Carbon (etc.) won't itself seal the rings, or assist sealing in any way. For the rings to seal they need to be at least reasonably clean (or rather, the ring grooves need to be clean). Carbon and varnishy deposits can prevent the rings from moving, so they can't push outward against the bore, and / or obstruct gas pressure from getting behind the rings, which can also cause a poor ring seal. The rings seal at the ring edge (at the outer circumference), and at the lower face of the ring, where it bears against the upper face of the ring land (the seal on the ring land at the piston is at least as important as the seal at the ring edge at the bore).

The 'spring tension' of the rings isn't what creates the 'working' seal, it only creates the initial conditions for the ring to seal properly. The compression and combustion pressures inside the cylinder push the ring downward so that it bears against the upper land face, and gets behind the ring and pushes it outward against the bore wall, with more force than the ring tension alone can do. If there is no initial outward pressure from ring 'tension' (or at least too little), then the initial conditions for gas pressure to get behind the ring and push it outward (harder) don't exist, because too much compression pressure escapes past the ring as compression starts to rise (or tries to...).

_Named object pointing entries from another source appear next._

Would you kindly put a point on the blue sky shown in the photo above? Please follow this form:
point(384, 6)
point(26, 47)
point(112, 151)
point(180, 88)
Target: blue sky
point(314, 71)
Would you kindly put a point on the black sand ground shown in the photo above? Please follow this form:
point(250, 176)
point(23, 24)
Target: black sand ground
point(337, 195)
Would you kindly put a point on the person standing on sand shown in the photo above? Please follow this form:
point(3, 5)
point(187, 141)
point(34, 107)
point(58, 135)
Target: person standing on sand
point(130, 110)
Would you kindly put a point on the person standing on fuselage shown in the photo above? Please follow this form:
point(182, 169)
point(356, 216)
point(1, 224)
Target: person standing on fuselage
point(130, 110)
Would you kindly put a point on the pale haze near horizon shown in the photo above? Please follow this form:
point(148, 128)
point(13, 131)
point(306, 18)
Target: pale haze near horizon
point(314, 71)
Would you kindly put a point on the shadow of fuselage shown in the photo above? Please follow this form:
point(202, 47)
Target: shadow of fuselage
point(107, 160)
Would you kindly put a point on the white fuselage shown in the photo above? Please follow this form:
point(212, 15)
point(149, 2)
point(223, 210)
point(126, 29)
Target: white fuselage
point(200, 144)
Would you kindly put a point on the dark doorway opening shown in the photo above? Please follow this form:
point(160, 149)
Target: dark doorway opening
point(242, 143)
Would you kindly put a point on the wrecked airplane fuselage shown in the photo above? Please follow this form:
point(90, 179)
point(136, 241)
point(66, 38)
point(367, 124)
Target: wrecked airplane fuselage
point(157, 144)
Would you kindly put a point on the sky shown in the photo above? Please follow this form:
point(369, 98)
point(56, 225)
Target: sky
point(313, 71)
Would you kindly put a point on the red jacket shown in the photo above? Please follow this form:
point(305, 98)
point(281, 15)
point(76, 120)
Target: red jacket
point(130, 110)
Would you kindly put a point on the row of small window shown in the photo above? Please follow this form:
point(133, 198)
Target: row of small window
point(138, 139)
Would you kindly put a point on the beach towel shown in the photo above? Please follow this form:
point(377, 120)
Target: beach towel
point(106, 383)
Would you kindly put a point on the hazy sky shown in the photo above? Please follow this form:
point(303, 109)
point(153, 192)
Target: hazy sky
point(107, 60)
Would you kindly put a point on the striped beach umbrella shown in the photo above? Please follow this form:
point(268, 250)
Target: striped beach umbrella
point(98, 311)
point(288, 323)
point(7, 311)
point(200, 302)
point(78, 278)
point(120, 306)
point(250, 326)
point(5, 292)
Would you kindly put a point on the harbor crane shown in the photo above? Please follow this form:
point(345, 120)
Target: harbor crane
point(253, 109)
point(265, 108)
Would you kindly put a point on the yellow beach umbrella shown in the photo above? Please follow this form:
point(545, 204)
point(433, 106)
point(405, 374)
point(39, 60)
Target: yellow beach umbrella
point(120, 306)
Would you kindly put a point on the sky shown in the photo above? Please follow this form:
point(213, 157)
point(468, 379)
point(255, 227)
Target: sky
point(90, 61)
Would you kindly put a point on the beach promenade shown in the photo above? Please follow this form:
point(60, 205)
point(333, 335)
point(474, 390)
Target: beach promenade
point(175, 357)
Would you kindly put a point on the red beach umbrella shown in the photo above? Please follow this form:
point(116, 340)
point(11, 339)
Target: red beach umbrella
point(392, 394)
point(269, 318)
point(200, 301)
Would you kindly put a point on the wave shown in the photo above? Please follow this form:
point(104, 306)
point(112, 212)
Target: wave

If the ring is 'stuck' in the groove then the spring tension can't push it outward, and the gas pressures also can't push it outward. The ring then leaks pressure around it's complete circumference. Even if the ring isn't stuck 'hard' in the groove, if there is enough carbon build up in the ring groove then it can fill the space behind the ring (or at least prevent gas pressure from getting into the space behind the ring), and thus gas pressure can't 'get in' and force the ring outward.

It's possible for an obstructed pathway (for gas pressure to get behind the ring) to cause the pressure behind the ring to be less than the pressure in the combustion chamber (even if less than it should be), in which case the higher pressure within the cylinder will force it's way between the ring and bore, causing the ring to compress into the groove. If this occurs then it will open a pathway for compression and combustion pressure to by pass the ring entirely...

The rings rely upon good contact with the bore walls in order to get rid of heat. If the rings (which pick up substantial heat from direct exposure to combustion and from the piston) have poor contact with the (cool) bore then they can overheat, which can cause them to become annealed. If this occurs then the rings lose their spring tension and so even if the initial cause of the poor bore contact is removed (i.e. gunk cleaned by whatever means), the rings will still seal poorly and lose compression. This is because compression pressure will escape before it has a chance to force the rings outward, even if the rings were 'free' enough for combustion pressure to do this (which it may not be, depending on how stuck the rings may be).

Note that the rings are also an important pathway for the pistons themselves to lose heat into the cooler bore metal (and from there into the water jacket). Poor ring to bore contact will cause raised piston temperature, which can potentially cause damaged pistons and other problems such as detonation and (much worse) pre-ignition from carbon deposits on the piston crown becoming hot enough to glow red hot and prematurely ignite the fuel, which can cause very serious engine damage.

Note also that rings leak around the entire circumference, and not because of increased ring gaps (as many people assume). Even substantially larger than spec ring gaps leak very little pressure in the scheme of things, the gap is just too small for a significant amount of gas to pass through in the very short time available at engine running speeds (and even less so as rpm rise).